TUPELO – While 2003 wasn`t a year for expanded loan demand, BancorpSouth CEO Aubrey Patterson said that the company achieved another year of substantial growth and profitable operations with a 20.9% increase in earnings per diluted share, thanks to a more diversified financial services emphasis.
Speaking at BancorpSouth`s recent annual shareholder meeting, Patterson and president/chief operating officer Jim Kelley stressed that while the company is positioned to take advantage of any economic improvements, it continues to seek ways to maximize customer relationships via comprehensive financial services offerings, particularly to core and small-to-mid-sized business customers. A notable result of this strategy, according to Patterson, was the record 52.3% increase in BancorpSouth`s noninterest revenue last year. For the year, return on average assets was 1.28%, and return on average shareholders’ equity was 15.5%.
Acknowledging the impact of a slow-growth economic climate on traditional activities of deposit taking and lending, Patterson said that the company had planned for the possibility of softer loans and tighter spreads last year by sharpening its focus on noninterest revenue from areas such as insurance, investments and trust.
“The economy is improving, and the result will logically be a return to a more normal lending environment,” Patterson said. “In the meantime, we have used the superb franchise BancorpSouth has developed in its six-state footprint to attract new and different customers.”
By design, Patterson said that 2003 deposit growth was not record setting, with “controlled growth to match loan demand during a slow economy.” However, Patterson noted that BancorpSouth did continue to grow its market share in most areas it serves. He attributed that trend to the company`s emphasis on local decision making.
“While many of our peers have become more centralized in their lending operations, BancorpSouth`s community approach allows us to offer our customers one-on-one personalized service that is more typical of a small community bank,” Patterson said. “At the same time, our size and sophistication allow us to enhance and expand these customer relationships by offering the resources and expertise of a larger regional bank network. As we have grown, our continued ability to empower our bank presidents with decision-making authority has been enabled by a common platform of centralized back-office operating technologies. This platform supports our lines of business as well as bank administration.”
Another key element of BancorpSouth`s philosophy, according to Patterson, has been its emphasis on credit quality. He stressed that the company`s loan portfolio is more diversified than ever in terms of both geography and type of loan.
But perhaps one of the most effective means of countering fluctuating economic conditions has been the company`s emphasis on non-interest revenue.
“With our emphasis on noninterest revenue growth, fee income is now more than 50% of total net interest income, and it is growing rapidly,” Patterson said. Noting its strategic importance, Patterson said that noninterest revenue reduces the impact of adverse interest rate shifts on the company`s financial results while creating stronger customer relationships via comprehensive financial service offerings.
“Our non-interest revenue is currently benefiting from significant increases in insurance commissions.
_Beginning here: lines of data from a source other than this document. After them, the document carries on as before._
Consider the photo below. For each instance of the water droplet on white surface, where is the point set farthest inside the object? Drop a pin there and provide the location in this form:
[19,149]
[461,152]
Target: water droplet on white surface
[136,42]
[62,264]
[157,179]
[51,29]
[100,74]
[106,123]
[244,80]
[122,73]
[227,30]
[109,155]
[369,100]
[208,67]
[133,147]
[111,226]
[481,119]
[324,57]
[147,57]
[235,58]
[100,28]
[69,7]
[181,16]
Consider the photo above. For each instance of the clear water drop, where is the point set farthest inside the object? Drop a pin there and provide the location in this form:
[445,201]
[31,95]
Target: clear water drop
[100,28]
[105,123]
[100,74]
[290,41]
We are now realizing the full value of our two recent agency acquisitions, which took place in the second and third quarters of last year.” In 2004, Patterson said that he anticipates that BancorpSouth will enter the top 20 of banks nationally with expected insurance revenue well above $50 million.
Patterson credited 2003 as a good year for BancorpSouth`s mortgage activities, with $1.2 billion in loans originated by the company`s mortgage loan division. While Patterson expects that mortgage origination volume will slow in 2004 given successive record years in that area, he stated that BancorpSouth will continue to expand its mortgage network.
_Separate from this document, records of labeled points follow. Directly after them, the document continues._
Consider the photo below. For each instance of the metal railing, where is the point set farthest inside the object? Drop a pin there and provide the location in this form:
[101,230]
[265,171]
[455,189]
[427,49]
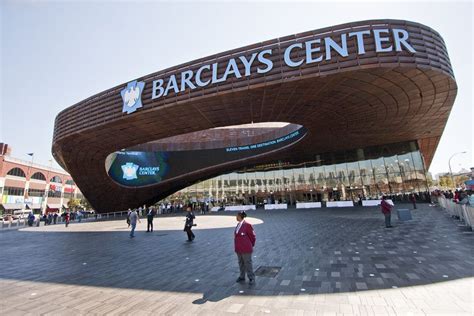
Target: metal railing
[86,217]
While branch expansion activities in the banking industry can generate positive and skeptical commentary from some analysts, Patterson noted that BancorpSouth`s efforts are strategic with an emphasis on higher-growth urban areas. BancorpSouth`s 2004 branch expansions will include building-out markets where the company already operates, such as Shreveport, Little Rock and suburban Memphis. Additionally, Patterson said that the company will enter new markets on a de novo basis, like
BancorpSouth`s entry into the Nashville market in 2003.
On the merger front, Patterson said that the company continues to look for accretive strategic acquisition opportunities. However, he emphasized that growth from within is a major priority.
“We never forget that at our core we are a bank, and about 80% of our new business comes from existing clients,” Patterson observed.